Most fingerprint techniques focus on illuminating what researcher Robert Barker, instrument scientist at Institut Laue-Langevin in Grenoble, France, calls the “fatty residue” that fingers leave behind as prints. These existing methods often involve adding powders and chemicals, or “reagents,” to the residue that will interact with the prints so that they can be detected, sometimes through the use of UV lights. But the Leicester researchers, led by Rob Hillman, professor of physical chemistry at the University of Leicester, have developed what Hillman calls a “complementary” method, which will instead highlight the ridges between the fingerprint residue.

The researchers have added polymer to the ridges, which would essentially mean adding polymer to the surface that the prints may have been left on. The fingerprint residue acts like an insulator while the areas between it are covered in a polymer that reacts with an electronic charge, providing basically a “negative” image of the fingerprint. “But digitally, that’s perfectly straightforward to convert to a positive image,” says Hillman.

Barker explains the process: “Whereas before, we were targeting the peaks on the finger where they made contact with the surface, now we’re targeting the troughs where it hasn’t made contact and, therefore, getting that negative image.” This could be particularly helpful because, while there does need to be a certain amount of residue for the print to be salvageable through traditional methods, it takes much less latent print for the print to act as an insulator in this method, says Barker.
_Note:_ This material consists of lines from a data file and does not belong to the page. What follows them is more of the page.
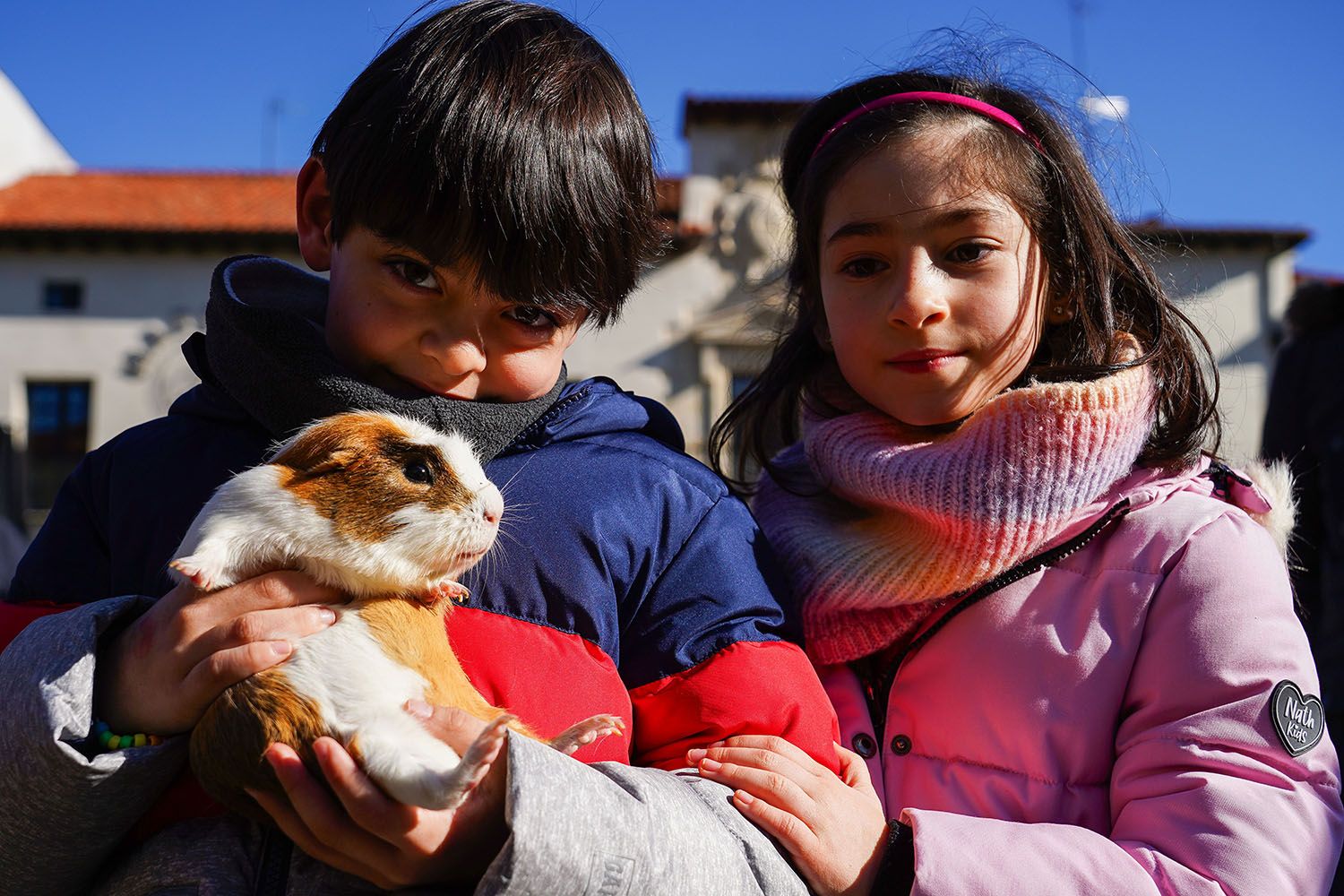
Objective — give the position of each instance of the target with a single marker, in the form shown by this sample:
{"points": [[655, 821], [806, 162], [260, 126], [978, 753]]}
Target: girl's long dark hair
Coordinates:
{"points": [[1094, 265]]}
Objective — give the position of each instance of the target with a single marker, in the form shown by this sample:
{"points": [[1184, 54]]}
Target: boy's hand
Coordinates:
{"points": [[386, 842], [833, 828], [161, 673]]}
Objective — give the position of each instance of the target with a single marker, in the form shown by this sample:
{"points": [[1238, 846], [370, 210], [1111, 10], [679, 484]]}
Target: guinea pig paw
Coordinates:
{"points": [[191, 570], [476, 762], [446, 589], [588, 731]]}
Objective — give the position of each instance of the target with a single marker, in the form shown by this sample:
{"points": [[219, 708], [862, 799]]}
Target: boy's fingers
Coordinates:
{"points": [[782, 825], [288, 624], [758, 758], [782, 747], [363, 801], [320, 814], [776, 788], [293, 826], [218, 670]]}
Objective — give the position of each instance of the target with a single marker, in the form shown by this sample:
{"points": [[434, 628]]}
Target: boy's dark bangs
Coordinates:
{"points": [[508, 144]]}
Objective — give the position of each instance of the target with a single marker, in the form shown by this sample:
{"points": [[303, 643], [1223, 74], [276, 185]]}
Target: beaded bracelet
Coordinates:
{"points": [[121, 742]]}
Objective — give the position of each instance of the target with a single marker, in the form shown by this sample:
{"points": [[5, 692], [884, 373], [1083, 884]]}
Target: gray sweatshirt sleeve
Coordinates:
{"points": [[64, 812], [616, 831]]}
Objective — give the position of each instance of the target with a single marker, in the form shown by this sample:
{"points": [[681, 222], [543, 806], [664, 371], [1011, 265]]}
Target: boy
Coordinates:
{"points": [[481, 190]]}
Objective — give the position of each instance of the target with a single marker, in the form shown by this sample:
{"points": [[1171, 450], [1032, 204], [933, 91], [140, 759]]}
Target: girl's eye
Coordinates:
{"points": [[418, 471], [969, 253], [413, 273], [531, 316], [862, 268]]}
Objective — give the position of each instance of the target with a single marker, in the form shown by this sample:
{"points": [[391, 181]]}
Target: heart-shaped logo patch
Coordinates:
{"points": [[1298, 719]]}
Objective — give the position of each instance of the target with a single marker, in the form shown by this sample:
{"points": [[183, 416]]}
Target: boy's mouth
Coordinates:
{"points": [[430, 390]]}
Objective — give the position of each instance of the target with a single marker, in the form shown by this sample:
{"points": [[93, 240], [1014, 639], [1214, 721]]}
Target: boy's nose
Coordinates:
{"points": [[454, 355]]}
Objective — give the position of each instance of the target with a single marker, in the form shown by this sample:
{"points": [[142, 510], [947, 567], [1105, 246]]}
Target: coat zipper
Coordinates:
{"points": [[878, 677]]}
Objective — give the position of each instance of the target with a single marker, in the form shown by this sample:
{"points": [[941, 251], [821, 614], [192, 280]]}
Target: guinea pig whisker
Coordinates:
{"points": [[503, 487]]}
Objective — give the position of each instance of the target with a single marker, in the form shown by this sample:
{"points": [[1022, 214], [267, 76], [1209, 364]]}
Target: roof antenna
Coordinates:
{"points": [[271, 132]]}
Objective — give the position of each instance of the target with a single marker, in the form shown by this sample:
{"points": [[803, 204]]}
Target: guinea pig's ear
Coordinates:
{"points": [[314, 454]]}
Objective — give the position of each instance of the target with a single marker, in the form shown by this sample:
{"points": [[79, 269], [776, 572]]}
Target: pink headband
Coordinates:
{"points": [[929, 96]]}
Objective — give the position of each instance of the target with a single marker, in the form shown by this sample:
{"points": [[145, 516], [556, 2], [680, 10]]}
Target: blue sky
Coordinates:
{"points": [[1236, 107]]}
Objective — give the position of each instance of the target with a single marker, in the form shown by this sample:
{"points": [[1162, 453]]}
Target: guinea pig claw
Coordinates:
{"points": [[588, 731], [448, 589], [190, 570]]}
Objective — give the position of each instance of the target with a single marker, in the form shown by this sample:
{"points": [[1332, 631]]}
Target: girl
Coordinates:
{"points": [[1055, 633]]}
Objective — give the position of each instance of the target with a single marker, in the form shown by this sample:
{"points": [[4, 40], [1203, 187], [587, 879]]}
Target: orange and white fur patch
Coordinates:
{"points": [[392, 512]]}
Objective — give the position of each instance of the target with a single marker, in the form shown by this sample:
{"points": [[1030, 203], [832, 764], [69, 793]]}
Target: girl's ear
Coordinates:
{"points": [[314, 207], [1059, 311]]}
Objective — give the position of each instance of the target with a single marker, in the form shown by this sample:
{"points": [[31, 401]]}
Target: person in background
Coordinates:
{"points": [[1304, 426], [483, 188]]}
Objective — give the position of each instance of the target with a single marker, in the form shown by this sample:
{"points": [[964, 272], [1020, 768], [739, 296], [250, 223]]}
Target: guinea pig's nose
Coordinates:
{"points": [[492, 504]]}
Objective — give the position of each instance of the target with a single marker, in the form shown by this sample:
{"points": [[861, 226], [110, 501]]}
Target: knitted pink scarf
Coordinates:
{"points": [[892, 525]]}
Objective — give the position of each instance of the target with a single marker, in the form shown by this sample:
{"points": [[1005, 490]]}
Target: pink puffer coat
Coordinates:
{"points": [[1099, 721]]}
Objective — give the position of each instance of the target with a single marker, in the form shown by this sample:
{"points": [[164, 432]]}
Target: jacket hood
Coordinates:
{"points": [[263, 360], [1262, 490]]}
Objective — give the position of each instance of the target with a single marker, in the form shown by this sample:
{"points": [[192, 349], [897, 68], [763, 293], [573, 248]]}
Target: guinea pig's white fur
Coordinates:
{"points": [[392, 512]]}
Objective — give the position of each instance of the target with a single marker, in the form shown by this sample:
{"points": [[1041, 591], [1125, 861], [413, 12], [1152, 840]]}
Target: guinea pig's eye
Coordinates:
{"points": [[418, 471]]}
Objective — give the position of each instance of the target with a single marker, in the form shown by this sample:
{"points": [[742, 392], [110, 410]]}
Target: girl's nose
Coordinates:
{"points": [[918, 297], [456, 355]]}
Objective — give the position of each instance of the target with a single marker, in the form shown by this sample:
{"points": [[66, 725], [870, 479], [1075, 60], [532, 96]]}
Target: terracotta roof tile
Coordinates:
{"points": [[160, 202]]}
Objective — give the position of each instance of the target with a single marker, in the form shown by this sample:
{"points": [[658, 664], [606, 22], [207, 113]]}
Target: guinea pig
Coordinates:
{"points": [[392, 512]]}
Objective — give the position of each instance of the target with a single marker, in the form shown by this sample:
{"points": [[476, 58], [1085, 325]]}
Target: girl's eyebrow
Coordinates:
{"points": [[857, 228], [943, 218]]}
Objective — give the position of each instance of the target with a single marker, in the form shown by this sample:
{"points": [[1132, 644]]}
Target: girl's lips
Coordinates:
{"points": [[922, 362]]}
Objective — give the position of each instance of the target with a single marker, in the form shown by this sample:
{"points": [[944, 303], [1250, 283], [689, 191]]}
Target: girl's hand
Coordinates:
{"points": [[386, 842], [833, 828], [161, 673]]}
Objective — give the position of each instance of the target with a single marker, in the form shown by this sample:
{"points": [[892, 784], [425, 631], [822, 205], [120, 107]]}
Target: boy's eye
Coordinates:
{"points": [[531, 316], [413, 273], [418, 471], [862, 268], [968, 253]]}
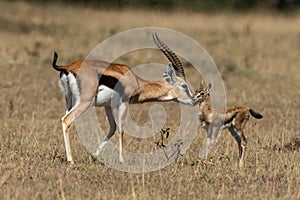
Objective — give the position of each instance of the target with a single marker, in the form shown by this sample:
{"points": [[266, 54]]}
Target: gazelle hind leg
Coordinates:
{"points": [[112, 130], [67, 121], [121, 118]]}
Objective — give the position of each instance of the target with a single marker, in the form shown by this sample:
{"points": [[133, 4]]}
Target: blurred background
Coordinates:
{"points": [[196, 5]]}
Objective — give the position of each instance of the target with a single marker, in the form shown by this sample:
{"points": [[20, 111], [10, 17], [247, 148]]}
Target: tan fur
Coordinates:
{"points": [[85, 79], [213, 121]]}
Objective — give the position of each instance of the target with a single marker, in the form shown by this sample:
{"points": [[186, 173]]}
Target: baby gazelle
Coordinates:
{"points": [[214, 121]]}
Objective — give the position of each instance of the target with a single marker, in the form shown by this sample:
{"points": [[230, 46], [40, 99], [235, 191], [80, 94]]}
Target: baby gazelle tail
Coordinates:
{"points": [[255, 114]]}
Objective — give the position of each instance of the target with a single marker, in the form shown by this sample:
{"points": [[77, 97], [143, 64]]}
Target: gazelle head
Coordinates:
{"points": [[179, 90], [202, 94]]}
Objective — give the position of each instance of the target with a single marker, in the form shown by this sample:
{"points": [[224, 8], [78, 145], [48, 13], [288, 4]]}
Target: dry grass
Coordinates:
{"points": [[258, 55]]}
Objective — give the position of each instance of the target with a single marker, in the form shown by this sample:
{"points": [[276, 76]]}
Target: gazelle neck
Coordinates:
{"points": [[205, 107], [150, 91]]}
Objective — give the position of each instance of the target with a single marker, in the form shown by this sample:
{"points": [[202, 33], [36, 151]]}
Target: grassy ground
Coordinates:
{"points": [[258, 55]]}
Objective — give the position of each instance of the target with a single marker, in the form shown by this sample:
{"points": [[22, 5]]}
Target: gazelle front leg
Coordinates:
{"points": [[121, 119], [242, 147]]}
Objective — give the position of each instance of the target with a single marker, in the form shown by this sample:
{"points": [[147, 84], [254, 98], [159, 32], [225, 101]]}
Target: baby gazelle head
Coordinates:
{"points": [[202, 94]]}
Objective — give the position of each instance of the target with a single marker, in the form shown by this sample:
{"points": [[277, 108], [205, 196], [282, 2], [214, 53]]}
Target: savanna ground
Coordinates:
{"points": [[257, 54]]}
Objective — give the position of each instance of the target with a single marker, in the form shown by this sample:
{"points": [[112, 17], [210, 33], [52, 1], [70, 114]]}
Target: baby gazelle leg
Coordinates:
{"points": [[238, 139]]}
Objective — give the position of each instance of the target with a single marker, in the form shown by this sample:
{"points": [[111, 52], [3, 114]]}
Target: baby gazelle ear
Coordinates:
{"points": [[202, 84], [209, 87]]}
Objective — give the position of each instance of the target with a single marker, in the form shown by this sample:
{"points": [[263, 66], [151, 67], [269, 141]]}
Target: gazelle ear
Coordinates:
{"points": [[201, 86], [170, 74]]}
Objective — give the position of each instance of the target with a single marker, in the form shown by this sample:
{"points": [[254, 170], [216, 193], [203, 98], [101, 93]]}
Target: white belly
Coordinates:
{"points": [[107, 97]]}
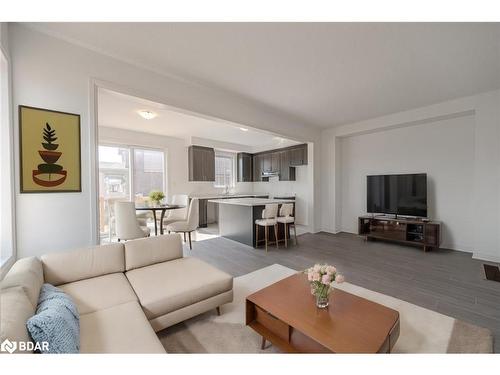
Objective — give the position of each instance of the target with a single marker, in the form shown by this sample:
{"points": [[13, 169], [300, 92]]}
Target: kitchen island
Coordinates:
{"points": [[204, 198], [237, 218]]}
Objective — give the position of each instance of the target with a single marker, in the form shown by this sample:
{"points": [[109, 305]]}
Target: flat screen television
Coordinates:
{"points": [[398, 194]]}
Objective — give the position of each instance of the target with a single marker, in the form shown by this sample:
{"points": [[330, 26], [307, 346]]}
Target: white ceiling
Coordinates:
{"points": [[325, 74], [117, 110]]}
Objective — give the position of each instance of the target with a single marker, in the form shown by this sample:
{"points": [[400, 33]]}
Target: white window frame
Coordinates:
{"points": [[7, 218], [131, 149], [228, 155]]}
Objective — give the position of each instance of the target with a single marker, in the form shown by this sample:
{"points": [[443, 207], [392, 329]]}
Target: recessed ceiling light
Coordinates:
{"points": [[148, 115]]}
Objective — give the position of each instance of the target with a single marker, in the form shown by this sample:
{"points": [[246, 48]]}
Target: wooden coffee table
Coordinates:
{"points": [[285, 314]]}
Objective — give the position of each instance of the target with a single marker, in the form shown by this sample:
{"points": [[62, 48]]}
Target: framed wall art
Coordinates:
{"points": [[49, 151]]}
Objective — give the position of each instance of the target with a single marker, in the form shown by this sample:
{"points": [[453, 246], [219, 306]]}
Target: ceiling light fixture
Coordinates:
{"points": [[148, 115]]}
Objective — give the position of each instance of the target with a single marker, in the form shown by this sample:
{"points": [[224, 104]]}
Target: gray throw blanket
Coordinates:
{"points": [[56, 322]]}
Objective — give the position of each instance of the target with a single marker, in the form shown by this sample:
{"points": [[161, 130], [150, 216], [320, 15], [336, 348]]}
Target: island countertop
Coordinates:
{"points": [[226, 196], [250, 202]]}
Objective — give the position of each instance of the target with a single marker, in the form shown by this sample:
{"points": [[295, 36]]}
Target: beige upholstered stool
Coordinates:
{"points": [[268, 220], [287, 219]]}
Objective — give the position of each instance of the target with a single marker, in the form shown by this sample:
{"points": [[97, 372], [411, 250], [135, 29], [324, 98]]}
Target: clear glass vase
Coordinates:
{"points": [[322, 301]]}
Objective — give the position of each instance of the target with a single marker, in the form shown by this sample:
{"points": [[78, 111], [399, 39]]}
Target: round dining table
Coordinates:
{"points": [[163, 209]]}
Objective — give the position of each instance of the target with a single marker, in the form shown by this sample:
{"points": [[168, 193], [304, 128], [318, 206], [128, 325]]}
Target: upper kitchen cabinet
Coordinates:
{"points": [[298, 155], [287, 173], [201, 163], [266, 162], [245, 167]]}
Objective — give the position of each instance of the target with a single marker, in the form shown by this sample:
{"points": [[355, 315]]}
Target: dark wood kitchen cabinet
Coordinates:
{"points": [[287, 173], [275, 161], [245, 167], [266, 162], [201, 163], [257, 167], [298, 155]]}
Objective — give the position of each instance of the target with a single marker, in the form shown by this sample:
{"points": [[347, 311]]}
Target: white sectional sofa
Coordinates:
{"points": [[124, 292]]}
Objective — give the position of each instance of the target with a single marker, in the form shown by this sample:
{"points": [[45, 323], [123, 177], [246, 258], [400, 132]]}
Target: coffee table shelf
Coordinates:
{"points": [[285, 314]]}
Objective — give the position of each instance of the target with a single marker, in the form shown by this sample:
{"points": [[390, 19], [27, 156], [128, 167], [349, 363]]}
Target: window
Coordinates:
{"points": [[224, 170], [148, 171], [7, 251], [126, 173]]}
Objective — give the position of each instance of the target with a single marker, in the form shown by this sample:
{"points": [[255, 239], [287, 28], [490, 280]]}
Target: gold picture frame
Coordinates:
{"points": [[50, 151]]}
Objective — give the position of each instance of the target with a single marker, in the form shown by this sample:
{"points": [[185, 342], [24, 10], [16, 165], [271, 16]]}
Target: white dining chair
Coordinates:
{"points": [[287, 219], [179, 214], [190, 224], [126, 223], [268, 220]]}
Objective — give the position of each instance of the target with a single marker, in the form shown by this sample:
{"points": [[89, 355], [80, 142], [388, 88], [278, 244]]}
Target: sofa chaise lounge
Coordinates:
{"points": [[124, 292]]}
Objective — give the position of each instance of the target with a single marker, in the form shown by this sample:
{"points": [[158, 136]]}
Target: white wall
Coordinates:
{"points": [[443, 149], [464, 138], [7, 228], [51, 73]]}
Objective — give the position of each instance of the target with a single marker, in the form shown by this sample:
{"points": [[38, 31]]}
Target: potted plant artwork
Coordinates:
{"points": [[49, 174]]}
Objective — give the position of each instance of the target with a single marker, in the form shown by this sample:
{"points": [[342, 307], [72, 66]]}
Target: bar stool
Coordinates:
{"points": [[287, 219], [268, 220]]}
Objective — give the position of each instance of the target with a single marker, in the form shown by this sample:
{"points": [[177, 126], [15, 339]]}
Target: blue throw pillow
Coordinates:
{"points": [[56, 322]]}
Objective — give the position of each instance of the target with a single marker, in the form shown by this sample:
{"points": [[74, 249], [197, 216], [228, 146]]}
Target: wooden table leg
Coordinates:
{"points": [[156, 226], [162, 216]]}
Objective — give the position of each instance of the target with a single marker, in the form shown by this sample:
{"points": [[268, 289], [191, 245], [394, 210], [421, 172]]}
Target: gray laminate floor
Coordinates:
{"points": [[449, 282]]}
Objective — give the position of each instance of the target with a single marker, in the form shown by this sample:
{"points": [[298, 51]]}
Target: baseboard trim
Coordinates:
{"points": [[486, 257]]}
Additionally, if a more traditional illumination method has already been used on the prints, such as adding a chemical reagent, investigators should still be able to use this newer method because it focuses on the valleys that have not been treated with any chemicals yet, says Hillman. Likewise, someone could use a traditional illumination method after this method is applied.

The researchers have made further breakthroughs in this method by partnering with Barker to use neutrons to attach what are known as fluorophore molecules to the polymers, which will make them easier to pick up by certain lights that are already used in many police laboratories. It also makes the barrier to entry for using this new technique much lower.

One limitation, however, is that the method only works on metals for now. “It has to be a conducting surface in order for us to put the polymer down and, simplistically, that means metal. So you couldn’t do it on a painted metal surface, because you’ve colored the whole of the surface with an insulator,” says Hillman. But it would work on stainless steel knives, brass bullet casings, and items made of copper and lead.

The researchers’ method also works better in situations where the prints are older or have been exposed to ambient elements, such as heat and water, says Hillman. The “polymer methods work well for some of the scenarios that some of the existing techniques don’t work well for. And our belief at this time is that it works well for some of the cases where the…aging process has removed a significant amount of the material.” Hillman says the researchers have been in touch with the U.K. government and various police forces about testing out the method in lab settings.